Segundo Pedro Rodrigues, sócio do Centro Brasileiro de Infraestrutura (CBIE), o ICMS tem peso no valor da gasolina, mas não é o único fator que determina o preço:
— A cadeia tem vários agentes: distribuidores, postos, que podem colocar o preço que quiserem, então, não necessariamente a redução dessa composição chegará à bomba.
Com base nos preços praticados no início do ano, Rodrigues estima que uma redução na gasolina resultaria na zeragem de R$ 0,59 por litro de PIS e Cofins. O produto passaria de R$ 6,63 para R$ 6,04. Se também for zerada a Cide para a gasolina, o valor final cairia para R$ 5,94. Mas a estimativa mantém as demais variáveis ​​constantes, como o valor na refinaria e o ICMS.
Mauro Rochlin, professor de MBAs da FGV, avalia que haverá pouca mudança para o consumidor final:
- É um jogo de cena. O governo federal quer fazer parecer que os impostos têm um peso que não têm.
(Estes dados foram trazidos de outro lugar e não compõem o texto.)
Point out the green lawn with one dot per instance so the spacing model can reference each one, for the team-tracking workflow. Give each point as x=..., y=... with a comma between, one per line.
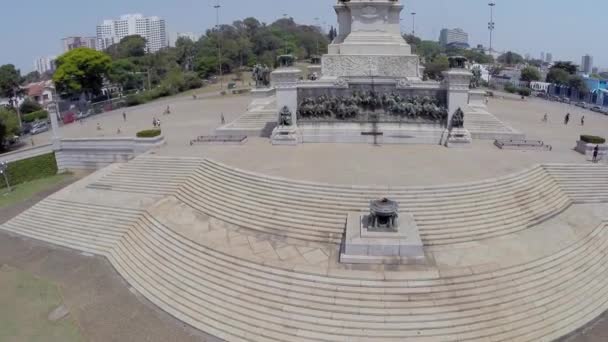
x=25, y=303
x=25, y=191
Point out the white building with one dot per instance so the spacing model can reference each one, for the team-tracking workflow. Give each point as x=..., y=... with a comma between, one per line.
x=153, y=29
x=45, y=64
x=587, y=64
x=454, y=37
x=71, y=43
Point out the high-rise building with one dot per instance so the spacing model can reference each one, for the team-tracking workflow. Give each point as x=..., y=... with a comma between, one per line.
x=454, y=37
x=71, y=43
x=587, y=64
x=153, y=29
x=45, y=64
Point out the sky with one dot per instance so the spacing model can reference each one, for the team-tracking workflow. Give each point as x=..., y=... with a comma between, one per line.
x=568, y=29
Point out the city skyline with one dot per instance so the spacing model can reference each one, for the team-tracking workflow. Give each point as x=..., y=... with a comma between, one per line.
x=518, y=26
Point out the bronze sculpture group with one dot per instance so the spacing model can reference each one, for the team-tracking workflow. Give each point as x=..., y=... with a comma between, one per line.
x=360, y=104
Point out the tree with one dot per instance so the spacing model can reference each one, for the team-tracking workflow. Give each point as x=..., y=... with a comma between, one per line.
x=10, y=79
x=558, y=76
x=530, y=74
x=578, y=83
x=81, y=71
x=9, y=125
x=434, y=70
x=510, y=58
x=428, y=49
x=29, y=106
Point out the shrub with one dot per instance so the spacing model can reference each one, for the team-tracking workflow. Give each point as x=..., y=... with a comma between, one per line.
x=29, y=106
x=592, y=139
x=149, y=133
x=509, y=88
x=30, y=169
x=35, y=116
x=524, y=92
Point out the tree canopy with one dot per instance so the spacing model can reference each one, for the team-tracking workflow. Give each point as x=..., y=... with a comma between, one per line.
x=530, y=74
x=510, y=58
x=81, y=71
x=10, y=79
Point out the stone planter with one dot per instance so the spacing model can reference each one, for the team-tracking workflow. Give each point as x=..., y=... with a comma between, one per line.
x=587, y=149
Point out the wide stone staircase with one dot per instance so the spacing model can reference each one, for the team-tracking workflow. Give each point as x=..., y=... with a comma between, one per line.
x=85, y=227
x=152, y=175
x=238, y=300
x=485, y=126
x=583, y=183
x=317, y=212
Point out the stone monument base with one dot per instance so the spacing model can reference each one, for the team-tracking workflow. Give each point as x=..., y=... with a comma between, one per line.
x=362, y=246
x=458, y=137
x=286, y=135
x=370, y=133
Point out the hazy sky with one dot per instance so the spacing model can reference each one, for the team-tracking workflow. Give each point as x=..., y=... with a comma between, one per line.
x=568, y=29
O governo não tem controle sobre o preço do petróleo, mas o dólar é influenciado pela política fiscal.
Para Cleveland Prates, conselheiro do IBRE/FGV, a PEC tem caráter "político e eleitoral" e está sendo apresentada de forma "vacilante". Mesmo que a medida seja aprovada no Congresso, Prates avalia que haverá pouco retorno na política capital para o presidente:
— Essa medida não deve melhorar a popularidade do presidente. Dependendo do que ocorrer no mercado internacional, o preço do petróleo vai subir. E o que o Brasil vai fazer? Deixar de aplicar o reajuste? -dizer.